Relation between iterative methods and preconditioning , your thoughts Let's suppose we have an invertible matrix P ( P from preconditioning ) :
$Ax=b \Leftrightarrow Px = Px -Ax + b$ or $ Px = (P-A)x + b$ 
The iterative method which produced by the above is : $Px^{k+1}= (P-A)x^{k} + b$ . So the preconditioning is to choose a matrix P (which is invertible) so you can find a good solution from your iterative method fast (few iteration).
My doubt is what is the difference between preconditioning and making an iterative method, i can't see the difference . Please tell me your thoughts.
Thanks in advance   
 A: A good preconditioner $M$ for a linear system $Ax=b$ is a nonsingular linear map such that $M^{-1}$ is a good approximation of $A^{-1}$. The iterative methods known as Krylov subspace methods typically converge fast when the coefficient matrix is close to the identity matrix.  This is why it is preferable to work with one of the equivalent linear systems $(M^{-1}A)x = M^{-1}b$ (left-preconditioning) or $(AM^{-1})y = b$ (right-preconditioning) rather than the original linear system $Ax=b$.
What you are describing is not regarded as preconditioning, rather you are exhibiting a splitting of the matrix $A$. Specifically, you write $A = P - (P-A)$ and then you construct the stationary iteration based on that splitting, i.e. $x^{k+1} = G x^k + f$, where $G = P^{-1}(P-A)$ and $f = P^{-1} b$.
EDIT: It is possible to use a stationary iteration such as Jacobi's method or Gauss-Seidel's method to precondition a linear system $Ax=b$. To that end we need to view the iteration as a linear map $\phi : \mathbb{R}^n \rightarrow \mathbb{R}^n$ and check that $\phi$ is at least a tolerable approximation of $A^{-1}$. Suppose we define $y \rightarrow \phi(y)$ as the result of doing $k$ steps of the stationary iteration
\begin{align}
x_0 &= 0 \\
x_{j+1} &= Gx_j + f, \quad G = P^{-1}(P-A), f = P^{-1}y
\end{align}
then
$$ \phi(y) = \sum_{j=0}^{k-1} G^j f = \sum_{j=0}^{k-1} G^j P^{-1} y$$
is clearly a linear map.
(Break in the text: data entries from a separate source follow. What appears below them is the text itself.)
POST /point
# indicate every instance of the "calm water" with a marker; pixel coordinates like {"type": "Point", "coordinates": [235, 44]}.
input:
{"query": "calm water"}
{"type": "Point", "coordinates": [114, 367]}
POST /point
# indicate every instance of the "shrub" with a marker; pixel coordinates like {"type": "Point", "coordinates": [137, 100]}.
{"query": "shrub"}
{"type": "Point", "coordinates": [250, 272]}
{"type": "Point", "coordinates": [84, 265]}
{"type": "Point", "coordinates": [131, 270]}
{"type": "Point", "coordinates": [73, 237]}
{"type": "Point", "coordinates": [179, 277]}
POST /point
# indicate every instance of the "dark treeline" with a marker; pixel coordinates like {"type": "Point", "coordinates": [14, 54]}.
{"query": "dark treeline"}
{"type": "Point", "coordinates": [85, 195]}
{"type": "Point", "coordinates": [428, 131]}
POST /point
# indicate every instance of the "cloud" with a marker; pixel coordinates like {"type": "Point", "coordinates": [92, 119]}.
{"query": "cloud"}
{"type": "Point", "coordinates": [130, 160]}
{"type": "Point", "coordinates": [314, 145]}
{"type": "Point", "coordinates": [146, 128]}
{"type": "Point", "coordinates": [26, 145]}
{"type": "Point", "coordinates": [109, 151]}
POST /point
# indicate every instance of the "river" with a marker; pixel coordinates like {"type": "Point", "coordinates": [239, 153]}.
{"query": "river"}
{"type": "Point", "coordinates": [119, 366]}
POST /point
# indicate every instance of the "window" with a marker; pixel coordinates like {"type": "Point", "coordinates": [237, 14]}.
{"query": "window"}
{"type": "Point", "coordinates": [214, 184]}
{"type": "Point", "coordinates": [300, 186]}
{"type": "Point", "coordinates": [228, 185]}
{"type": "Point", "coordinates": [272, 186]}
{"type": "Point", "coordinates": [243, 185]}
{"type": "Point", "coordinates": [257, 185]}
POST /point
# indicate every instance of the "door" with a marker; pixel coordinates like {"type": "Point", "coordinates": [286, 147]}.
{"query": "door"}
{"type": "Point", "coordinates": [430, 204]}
Moreover, if, say $\|G\| \ll 1 $, then $\phi$ is also a good approximation of $A^{-1}$. Recall $(I - G)^{-1} = \sum_{j=0}^\infty G^j$, when $\|G\|<1$. If $\|G\| > 1$, then $\phi$ it is a worthless approximation of $A^{-1}$. If $\|G\| \lesssim 1$, then the quality of $\phi$ as a preconditioner is questionable and one had better use GMRES for the outer loop so that the residual is at least minimized over the constructed vector space.